È stato infine testato se la sostenibilità sia determinante nelle scelte di acquisto del campione: coerentemente con le aspettative è stata rilevata un’importante associazione positiva tra chi reputa che l’adozione di iniziative sostenibili da parte di un brand ne possa aumentare la reputazione e chi sarebbe disposto a scegliere un prodotto sostenibile, anche se più costoso di uno non sostenibile.
È anche vero però che chi sarebbe disposto a spendere di più lo farebbe soltanto per cifre molto moderate; infatti, supponendo di sostituire l’acquisto di una maglietta non sostenibile al prezzo di 10 euro, con una sostenibile, la quasi totalità del campione sarebbe disposta a pagare solo fino a 5 euro in più, la disponibilità diminuisce se la somma aggiuntiva è compresa tra i 5 euro e i 10 euro e si annulla quasi del tutto se l’aggiunta dovesse essere superiore al 10 euro.
Questa disponibilità sembra però non essere collegata alla disponibilità a pagare delle famiglie (facendo riferimento alla fascia di reddito di appartenenza).
Verificando infatti se ci potesse essere una relazione tra l’importanza attribuita alla sostenibilità e la fascia di reddito o il livello di istruzione i risultati hanno mostrato inaspettatamente che anche in questo caso il livello di associazione è prossimo allo zero.
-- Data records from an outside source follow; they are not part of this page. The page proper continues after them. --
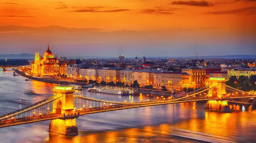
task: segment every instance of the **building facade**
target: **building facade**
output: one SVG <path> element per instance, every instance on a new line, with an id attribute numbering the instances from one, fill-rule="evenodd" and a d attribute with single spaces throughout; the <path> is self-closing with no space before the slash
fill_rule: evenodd
<path id="1" fill-rule="evenodd" d="M 236 76 L 238 78 L 241 76 L 244 76 L 249 78 L 251 75 L 256 75 L 256 68 L 235 68 L 229 69 L 227 70 L 229 78 L 232 76 Z"/>
<path id="2" fill-rule="evenodd" d="M 192 84 L 191 88 L 194 89 L 202 87 L 206 85 L 206 70 L 205 69 L 197 67 L 190 67 L 182 70 L 182 73 L 186 73 L 191 76 L 189 78 L 189 84 Z"/>
<path id="3" fill-rule="evenodd" d="M 37 54 L 35 53 L 35 60 L 31 64 L 31 73 L 41 76 L 65 75 L 67 74 L 67 63 L 64 61 L 59 62 L 57 55 L 54 57 L 48 45 L 47 50 L 43 56 L 39 56 L 38 52 Z"/>
<path id="4" fill-rule="evenodd" d="M 133 71 L 134 80 L 137 80 L 141 86 L 153 85 L 154 74 L 160 73 L 157 70 L 135 70 Z"/>
<path id="5" fill-rule="evenodd" d="M 191 76 L 186 73 L 171 72 L 156 73 L 154 76 L 154 87 L 160 88 L 164 86 L 169 90 L 175 89 L 177 91 L 182 91 L 184 87 L 192 87 L 189 81 L 191 79 Z"/>
<path id="6" fill-rule="evenodd" d="M 122 68 L 110 68 L 107 70 L 106 81 L 114 83 L 120 81 L 120 72 L 122 70 Z"/>
<path id="7" fill-rule="evenodd" d="M 74 64 L 69 64 L 67 67 L 67 77 L 74 79 L 80 79 L 79 70 L 82 67 L 82 62 L 80 59 L 76 59 Z"/>
<path id="8" fill-rule="evenodd" d="M 120 80 L 125 84 L 133 83 L 134 80 L 133 69 L 128 68 L 120 71 Z"/>

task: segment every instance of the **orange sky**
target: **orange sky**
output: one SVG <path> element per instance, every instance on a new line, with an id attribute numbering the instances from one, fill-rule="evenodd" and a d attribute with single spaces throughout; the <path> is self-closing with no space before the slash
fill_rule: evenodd
<path id="1" fill-rule="evenodd" d="M 32 42 L 36 41 L 38 45 L 49 42 L 57 46 L 57 42 L 67 42 L 64 39 L 69 39 L 70 45 L 72 41 L 76 44 L 95 47 L 108 43 L 111 43 L 109 47 L 121 49 L 125 45 L 136 47 L 135 49 L 144 47 L 146 44 L 153 45 L 147 43 L 150 40 L 149 42 L 157 43 L 157 47 L 162 47 L 159 43 L 162 43 L 163 47 L 166 49 L 171 44 L 184 48 L 192 45 L 193 47 L 210 48 L 216 44 L 220 49 L 225 47 L 226 51 L 234 47 L 239 49 L 244 46 L 248 47 L 248 50 L 253 49 L 256 45 L 256 0 L 2 0 L 0 42 L 2 44 L 0 50 L 4 48 L 1 46 L 17 46 L 22 42 L 29 42 L 33 45 L 32 47 L 35 47 L 37 44 Z M 72 31 L 71 37 L 63 34 L 66 32 L 54 27 L 44 28 L 47 29 L 45 31 L 52 33 L 48 35 L 42 33 L 42 30 L 31 29 L 31 27 L 50 25 L 93 28 L 89 29 L 112 33 L 97 32 L 89 36 L 87 33 L 85 34 L 81 32 L 79 34 L 76 29 L 65 29 L 68 31 L 67 32 Z M 16 26 L 27 26 L 30 29 Z M 30 34 L 28 37 L 35 38 L 34 41 L 24 39 L 22 34 L 29 33 Z M 85 42 L 80 39 L 81 37 L 92 39 Z M 96 43 L 99 42 L 97 38 L 102 40 L 102 45 L 96 45 L 99 44 Z M 17 45 L 9 43 L 11 39 Z M 115 45 L 116 43 L 120 45 Z M 134 45 L 134 43 L 138 44 Z M 143 43 L 145 45 L 141 44 Z M 125 51 L 123 50 L 117 52 Z M 166 53 L 166 50 L 163 52 Z M 17 51 L 25 53 L 20 50 Z M 205 52 L 203 54 L 212 53 Z"/>
<path id="2" fill-rule="evenodd" d="M 241 29 L 245 25 L 247 28 L 255 28 L 256 3 L 249 2 L 253 0 L 209 0 L 206 1 L 209 3 L 208 6 L 175 4 L 174 2 L 178 1 L 163 0 L 1 0 L 0 24 L 56 25 L 105 30 Z M 241 8 L 244 9 L 239 11 Z M 75 12 L 78 10 L 87 12 Z M 206 14 L 229 11 L 233 11 L 226 14 Z M 29 17 L 6 17 L 10 16 Z"/>

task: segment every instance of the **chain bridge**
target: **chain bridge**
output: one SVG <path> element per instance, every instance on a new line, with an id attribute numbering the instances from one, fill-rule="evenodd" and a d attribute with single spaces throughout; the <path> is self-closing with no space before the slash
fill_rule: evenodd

In conclusione, possiamo dire che in gran parte dei risultati è evidente che il tema sia abbastanza importante e sentito: le persone si dichiarano disponibili, nel proprio piccolo, a cambiare ciò che è ordinario al fine di preservare l’ambiente, a partire dalle generazioni più giovani e a prescindere da caratteristiche economico-sociali che potrebbero condizionare la domanda di mercato. Ciò che principalmente frena a livello pratico questa loro intenzione sono principalmente i prezzi dei capi sostenibili, ritenuti troppo elevati, e la difficoltà di reperimento degli stessi. I due fattori sono strettamente collegati in quanto la produzione di fibre naturali ecosostenibili è molto più costosa, e questo scatena un aumento del prezzo di vendita del bene finale. È quindi un circolo vizioso che porta il consumatore a privilegiare l’opzione di avere sempre nell’armadio vestiti nuovi e poco costosi, anziché acquistare capi ecosostenibili.